# Primer before/after tinted moisturizer??



## Monica_r (Sep 7, 2007)

usually you put the primer on efter moisturizer and before foundation. but now when im using the tinted moisturizer instead of moisturizer and foundation, how is the correct way to apply then?






when using the primer after tinted moisturizer, the tinted moisturizer seems to come off. havent tried to put it before it though. (after serum, before tinted moisturizer)

whats your experience?

thanks!


----------



## StereoXGirl (Sep 7, 2007)

Definitely put primer on before the TM.


----------



## angellove (Sep 7, 2007)

Originally Posted by *StereoXGirl* /img/forum/go_quote.gif Definitely put primer on before the TM.



agree!


----------



## Aquilah (Sep 7, 2007)

100% most definitely BEFORE the TM!


----------



## emily_3383 (Sep 7, 2007)

I put mositurizer before my TM anyways because im using the one by WnW and its really drying.


----------



## chocobon (Sep 7, 2007)

Primer b4 tinted moisturiser!


----------



## bluebird08 (Sep 7, 2007)

It goes on before the TM...


----------



## Shelley (Sep 7, 2007)

I agree with the others. Primer before TM.


----------



## Thais (Sep 7, 2007)

The primer should go before anything else... The only thing you canput on before primer is moisturizer.


----------



## aplmk8 (Sep 7, 2007)

primer before TM, because i think TM is very sheer, that when u put something on top of it, it'll disappear


----------



## Monica_r (Sep 10, 2007)

thanks girls! that was what i thought...! i was just worried about primer being too drying without moisturizer first. but ill give it a try today then


----------



## Make-up_Hawk (Oct 28, 2007)

I read this post when you first posted it and now I'm going through the same thing.

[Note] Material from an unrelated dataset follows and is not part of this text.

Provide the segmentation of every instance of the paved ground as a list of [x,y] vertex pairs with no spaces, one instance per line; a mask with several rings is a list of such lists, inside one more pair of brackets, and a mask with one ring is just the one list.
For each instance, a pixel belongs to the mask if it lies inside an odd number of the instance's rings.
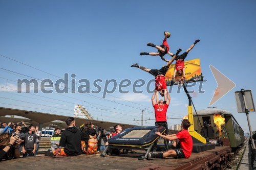
[[252,170],[251,168],[251,152],[252,149],[248,144],[248,141],[246,143],[246,148],[244,151],[243,158],[240,162],[238,169],[239,170]]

I've just started using tinted moisturizer and I also use primer. For the past few weeks, I have been putting on primer before the tinted moisturizer (as per mentioned in this post), but my face looked really greasy. Today, I decided to reverse the action: put on tinted moisturizer, then primer. When I put on the moisturizer, my face was not greasy looking afterwards. I waited five minutes and then applied the primer. It looks good so far, but I'm waiting until the end of the day to see what it "wears" like.

Now I have myself another situation: concealer before or after primer.



I put it on before, just to see the results.


----------



## Brittvas (Oct 15, 2012)

have you tried using a translucent powder to rid of the grease?


----------



## Brittvas (Oct 15, 2012)

I would do a regular moisturizer than primer than tinted moisturizer, just to be safe and because you can never moisturize too much. Then use a translucent powder to set it.


----------